Students with special dietary needs or severe allergies must contact the Coordinator of Accommodations at email@example.com or (919) 668-9100 by April 13 to discuss meal options.
Athletic facilities and training programs
The residential staff schedules evening recreational and athletic activities, such as swing dancing, basketball, soccer, and Frisbee, depending on the available facilities. TIP staff may lead supervised group runs if there are appropriate facilities and interested students, but we cannot accommodate specific training needs.
TIP students are not allowed access to campus weight rooms, swimming pools, or other athletic department facilities or equipment, nor to swim recreationally.
Duke TIP and our staff are aware that this may be the first extended overnight period that some students have spent away from family or friends.

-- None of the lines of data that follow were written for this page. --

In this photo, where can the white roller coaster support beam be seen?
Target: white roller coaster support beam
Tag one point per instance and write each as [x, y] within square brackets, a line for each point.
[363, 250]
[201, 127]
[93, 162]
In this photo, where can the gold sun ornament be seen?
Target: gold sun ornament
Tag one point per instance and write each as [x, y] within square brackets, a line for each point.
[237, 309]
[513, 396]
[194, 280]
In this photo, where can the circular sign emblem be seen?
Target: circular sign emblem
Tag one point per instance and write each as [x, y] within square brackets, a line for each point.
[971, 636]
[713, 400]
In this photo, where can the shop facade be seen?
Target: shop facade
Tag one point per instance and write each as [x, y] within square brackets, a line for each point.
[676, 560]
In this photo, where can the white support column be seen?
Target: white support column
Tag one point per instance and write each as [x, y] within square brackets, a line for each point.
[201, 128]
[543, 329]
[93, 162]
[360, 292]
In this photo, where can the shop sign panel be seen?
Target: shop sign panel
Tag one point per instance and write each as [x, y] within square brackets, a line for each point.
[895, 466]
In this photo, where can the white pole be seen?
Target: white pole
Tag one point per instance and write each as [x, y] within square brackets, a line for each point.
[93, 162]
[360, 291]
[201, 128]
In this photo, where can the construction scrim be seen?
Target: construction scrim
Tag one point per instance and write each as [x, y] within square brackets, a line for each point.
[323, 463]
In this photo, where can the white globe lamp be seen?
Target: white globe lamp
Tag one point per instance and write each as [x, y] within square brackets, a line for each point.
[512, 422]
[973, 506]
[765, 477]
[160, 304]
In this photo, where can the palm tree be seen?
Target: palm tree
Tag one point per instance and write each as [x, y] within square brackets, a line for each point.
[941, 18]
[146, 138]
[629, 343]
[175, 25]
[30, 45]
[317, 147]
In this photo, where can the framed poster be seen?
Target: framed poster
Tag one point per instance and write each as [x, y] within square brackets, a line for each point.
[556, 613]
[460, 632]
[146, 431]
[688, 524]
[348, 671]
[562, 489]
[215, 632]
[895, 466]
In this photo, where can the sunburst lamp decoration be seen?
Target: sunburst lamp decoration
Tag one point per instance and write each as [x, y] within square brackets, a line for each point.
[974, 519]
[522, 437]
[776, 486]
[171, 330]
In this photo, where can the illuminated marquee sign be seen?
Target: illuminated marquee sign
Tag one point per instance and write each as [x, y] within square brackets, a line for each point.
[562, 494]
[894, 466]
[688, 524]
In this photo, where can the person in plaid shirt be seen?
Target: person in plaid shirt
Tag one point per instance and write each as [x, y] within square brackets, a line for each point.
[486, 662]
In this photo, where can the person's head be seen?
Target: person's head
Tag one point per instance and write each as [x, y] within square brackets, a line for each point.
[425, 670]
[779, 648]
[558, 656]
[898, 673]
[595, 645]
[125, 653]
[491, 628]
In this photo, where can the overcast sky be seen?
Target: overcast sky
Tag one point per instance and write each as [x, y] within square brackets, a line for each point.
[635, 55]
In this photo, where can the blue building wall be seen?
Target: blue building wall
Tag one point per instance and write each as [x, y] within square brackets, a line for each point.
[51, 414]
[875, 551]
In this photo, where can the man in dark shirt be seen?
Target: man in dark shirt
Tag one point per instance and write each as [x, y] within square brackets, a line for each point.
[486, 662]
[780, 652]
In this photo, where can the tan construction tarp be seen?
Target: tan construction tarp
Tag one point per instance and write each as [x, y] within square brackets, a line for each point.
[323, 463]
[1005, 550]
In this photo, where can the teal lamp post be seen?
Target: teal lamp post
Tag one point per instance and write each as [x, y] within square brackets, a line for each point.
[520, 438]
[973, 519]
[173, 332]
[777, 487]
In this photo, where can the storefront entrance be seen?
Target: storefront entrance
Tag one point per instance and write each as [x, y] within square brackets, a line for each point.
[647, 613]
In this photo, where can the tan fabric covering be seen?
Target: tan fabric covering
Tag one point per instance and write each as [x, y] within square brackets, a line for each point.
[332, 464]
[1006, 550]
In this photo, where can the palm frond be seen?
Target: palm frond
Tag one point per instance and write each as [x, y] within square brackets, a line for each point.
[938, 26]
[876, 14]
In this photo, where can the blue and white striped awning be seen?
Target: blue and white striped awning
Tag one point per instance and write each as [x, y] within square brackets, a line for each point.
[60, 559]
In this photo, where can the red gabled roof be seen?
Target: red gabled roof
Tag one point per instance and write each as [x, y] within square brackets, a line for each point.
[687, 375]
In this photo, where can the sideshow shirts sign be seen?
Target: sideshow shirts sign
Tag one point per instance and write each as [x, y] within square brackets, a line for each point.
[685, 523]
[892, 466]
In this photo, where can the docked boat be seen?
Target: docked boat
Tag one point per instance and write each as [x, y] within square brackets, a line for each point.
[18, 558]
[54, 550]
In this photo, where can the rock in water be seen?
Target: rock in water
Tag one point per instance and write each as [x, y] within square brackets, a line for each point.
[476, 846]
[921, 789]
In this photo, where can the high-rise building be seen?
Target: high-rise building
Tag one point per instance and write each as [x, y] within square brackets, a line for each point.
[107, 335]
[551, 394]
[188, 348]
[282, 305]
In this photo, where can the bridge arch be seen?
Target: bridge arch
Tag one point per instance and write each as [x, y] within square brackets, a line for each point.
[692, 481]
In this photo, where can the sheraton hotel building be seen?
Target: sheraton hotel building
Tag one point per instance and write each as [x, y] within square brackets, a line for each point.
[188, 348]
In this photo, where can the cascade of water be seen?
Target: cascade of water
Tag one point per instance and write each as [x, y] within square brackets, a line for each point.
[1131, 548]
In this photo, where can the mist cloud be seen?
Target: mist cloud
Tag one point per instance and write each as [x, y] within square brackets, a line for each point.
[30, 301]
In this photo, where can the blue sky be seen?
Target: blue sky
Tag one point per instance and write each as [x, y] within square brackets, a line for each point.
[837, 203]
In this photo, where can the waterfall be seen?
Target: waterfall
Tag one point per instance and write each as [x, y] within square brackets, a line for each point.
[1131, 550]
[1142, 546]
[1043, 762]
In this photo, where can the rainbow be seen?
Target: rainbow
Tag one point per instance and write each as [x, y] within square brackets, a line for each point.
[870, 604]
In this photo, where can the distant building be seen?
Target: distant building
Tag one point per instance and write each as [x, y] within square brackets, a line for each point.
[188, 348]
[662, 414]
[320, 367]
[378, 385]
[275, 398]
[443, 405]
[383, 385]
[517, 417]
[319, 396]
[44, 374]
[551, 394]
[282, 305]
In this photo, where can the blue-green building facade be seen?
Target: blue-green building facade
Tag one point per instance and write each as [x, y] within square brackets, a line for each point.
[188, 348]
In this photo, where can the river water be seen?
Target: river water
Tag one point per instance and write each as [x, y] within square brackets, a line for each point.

Homesickness is normal to some degree in nearly everyone leaving familiar surroundings and entering a new environment for the first time.
Duke TIP programs are highly interactive and most of the time students will be very involved in activities and events. However, parents can help our staff greatly and alleviate their child’s homesickness by refraining from expressing anxious or ambivalent feelings about time away from home.
Ideally, parents should express enthusiasm and optimism about the separation and the novel environment. This is an exciting time in your child’s life. Through the orientation on arrival day, open house on departure day, and access to daily program updates on the parent website, Duke TIP will make every effort to make parents feel connected while their children are away.
Should a student become homesick while at Duke TIP, our staff will closely monitor the student, work with the individual to overcome the homesickness, and occasionally have the student contact parents for positive encouragement.
Due to the length of the program and campus mail policies, we are unable to accept mail or packages for students sent through mail services such as the postal service, UPS, or Amazon. However, you may leave one letter for your child at check-in. We will deliver all letters to students on Wednesday during the afternoon free time block.
Additional information is available in the student portal.
CRISIS is a residential summer program for fifth and sixth graders. Students assume the role of professionals and collaborate with their peers to solve a hypothetical community crisis.